A recap of the first workshop on Safety for Conversational AI
Emily Dinan, Program Chair, Facebook AI
Verena Rieser, Program Chair, Heriot-Watt University
Alborz Geramifard, Program Committee, Facebook AI
Zhou Yu, Program Committee, UC Davis
Over the last several years, neural dialogue agents have vastly improved in their ability to carry a chit-chat conversation with humans. However, these models are often trained on large databases from the internet, and as such, may learn undesirable behaviors from this data such as toxic or biased language. Additionally, these models may prove unsafe in other ways: they may provide unsound medical advice or not appropriately recognize and respond to messages indicating self-harm. This creates a host of challenges. What should the scope of “safety” be, and who decides what is acceptable or not? What types of safety assurances should be met before releasing a model for research or production? How can we quantify progress? How do we give voice to potentially affected parties in the process? And even if we could define the meaning and scope of “safety”, how do we solve the technical challenge of controlling our models such that they do not produce undesirable outputs?
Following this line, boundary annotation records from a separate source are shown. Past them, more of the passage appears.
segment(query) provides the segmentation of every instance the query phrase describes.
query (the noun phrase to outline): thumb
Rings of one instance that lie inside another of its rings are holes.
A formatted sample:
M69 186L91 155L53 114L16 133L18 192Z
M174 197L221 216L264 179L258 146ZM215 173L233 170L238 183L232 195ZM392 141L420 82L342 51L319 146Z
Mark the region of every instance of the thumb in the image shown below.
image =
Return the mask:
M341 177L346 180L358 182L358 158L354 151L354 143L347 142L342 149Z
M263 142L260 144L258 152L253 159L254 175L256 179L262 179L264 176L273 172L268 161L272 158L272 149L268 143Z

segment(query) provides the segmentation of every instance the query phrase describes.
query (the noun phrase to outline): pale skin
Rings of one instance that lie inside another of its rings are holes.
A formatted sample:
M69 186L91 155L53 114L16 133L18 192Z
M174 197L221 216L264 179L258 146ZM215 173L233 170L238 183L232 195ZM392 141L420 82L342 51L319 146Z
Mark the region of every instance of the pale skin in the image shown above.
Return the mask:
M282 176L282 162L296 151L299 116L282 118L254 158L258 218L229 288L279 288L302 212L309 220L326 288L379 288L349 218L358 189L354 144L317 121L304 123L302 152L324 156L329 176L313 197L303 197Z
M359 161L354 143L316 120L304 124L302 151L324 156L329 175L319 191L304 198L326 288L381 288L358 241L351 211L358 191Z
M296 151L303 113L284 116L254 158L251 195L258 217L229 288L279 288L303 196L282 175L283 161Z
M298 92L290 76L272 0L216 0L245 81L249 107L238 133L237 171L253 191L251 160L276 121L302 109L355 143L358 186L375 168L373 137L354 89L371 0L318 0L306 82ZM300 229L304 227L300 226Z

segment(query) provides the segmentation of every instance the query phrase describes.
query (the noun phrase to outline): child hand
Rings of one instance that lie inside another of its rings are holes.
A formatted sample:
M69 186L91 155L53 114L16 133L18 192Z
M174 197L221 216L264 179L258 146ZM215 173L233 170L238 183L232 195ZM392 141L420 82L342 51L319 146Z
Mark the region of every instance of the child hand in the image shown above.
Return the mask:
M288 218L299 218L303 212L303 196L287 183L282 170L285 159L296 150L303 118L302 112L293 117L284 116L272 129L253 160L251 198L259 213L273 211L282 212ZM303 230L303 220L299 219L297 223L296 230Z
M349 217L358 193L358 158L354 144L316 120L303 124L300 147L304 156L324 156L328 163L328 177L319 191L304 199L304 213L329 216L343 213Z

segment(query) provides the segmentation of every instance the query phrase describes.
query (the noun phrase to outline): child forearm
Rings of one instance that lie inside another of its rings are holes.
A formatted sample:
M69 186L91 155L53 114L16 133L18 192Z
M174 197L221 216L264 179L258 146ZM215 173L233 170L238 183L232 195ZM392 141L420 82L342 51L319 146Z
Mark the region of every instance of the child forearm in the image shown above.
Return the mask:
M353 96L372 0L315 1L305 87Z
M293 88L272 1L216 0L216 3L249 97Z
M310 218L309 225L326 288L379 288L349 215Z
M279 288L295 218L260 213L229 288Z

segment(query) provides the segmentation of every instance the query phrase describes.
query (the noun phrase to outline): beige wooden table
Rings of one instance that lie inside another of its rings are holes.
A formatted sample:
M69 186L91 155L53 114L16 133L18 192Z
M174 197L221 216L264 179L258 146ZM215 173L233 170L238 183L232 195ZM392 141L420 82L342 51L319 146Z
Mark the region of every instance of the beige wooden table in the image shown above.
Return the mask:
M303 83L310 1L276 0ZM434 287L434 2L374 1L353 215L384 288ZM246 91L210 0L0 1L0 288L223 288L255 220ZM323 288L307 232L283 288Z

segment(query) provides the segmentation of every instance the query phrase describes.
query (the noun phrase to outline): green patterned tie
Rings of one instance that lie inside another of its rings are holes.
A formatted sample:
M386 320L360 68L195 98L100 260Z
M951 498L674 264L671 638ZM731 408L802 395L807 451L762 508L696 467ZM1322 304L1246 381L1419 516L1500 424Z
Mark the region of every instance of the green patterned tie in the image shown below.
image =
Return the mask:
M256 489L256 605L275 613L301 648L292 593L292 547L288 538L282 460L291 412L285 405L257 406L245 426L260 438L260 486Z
We organized this workshop in order to bring together elite researchers and practitioners from across academia and industry to identify and discuss key technical and ethical challenges related to safety for conversational systems. In this post we will summarize key takeaways from the workshop and make two recommendations for next steps.
The first workshop on Safety for Conversational AI was held virtually on Thursday, October 15, 2020. Over 80 students, researchers, and engineers from academia and industry attended the workshop to envision safer and better-behaved neural conversational AI models. The day featured two keynotes, 9 short talks, and breakout sessions and concluded with a discussion with a panel of experts.
Barbara Grosz of Harvard University and Yulia Tsvetkov of Carnegie Mellon University gave the two keynotes at the workshop. Barbara opened the day with a refresher on dialogue theory foundations and a call to action: teach ethical reasoning to computer scientists. She reminded the audience of faculty, students, researchers, and product folks that we are working with socio-technical systems, and as such, we need to work closely with ethicists and social scientists. Barbara also noted that system bias is not only limited to systems learning from data: it can also originate from human design choices.
Yulia followed with a talk on social bias in conversational AI systems. She emphasized the high stakes of this problem, including the cognitive toll taken on by underrepresented groups when forced to confront biases and stereotypes. Yulia also noted that previous attempts to remedy these issues have largely been reactive and focused primarily on hate speech. She urged the community to move toward more proactive approaches, and consider the full spectrum of toxic language, including objectifying comments, microaggressions and other forms of covert toxicity.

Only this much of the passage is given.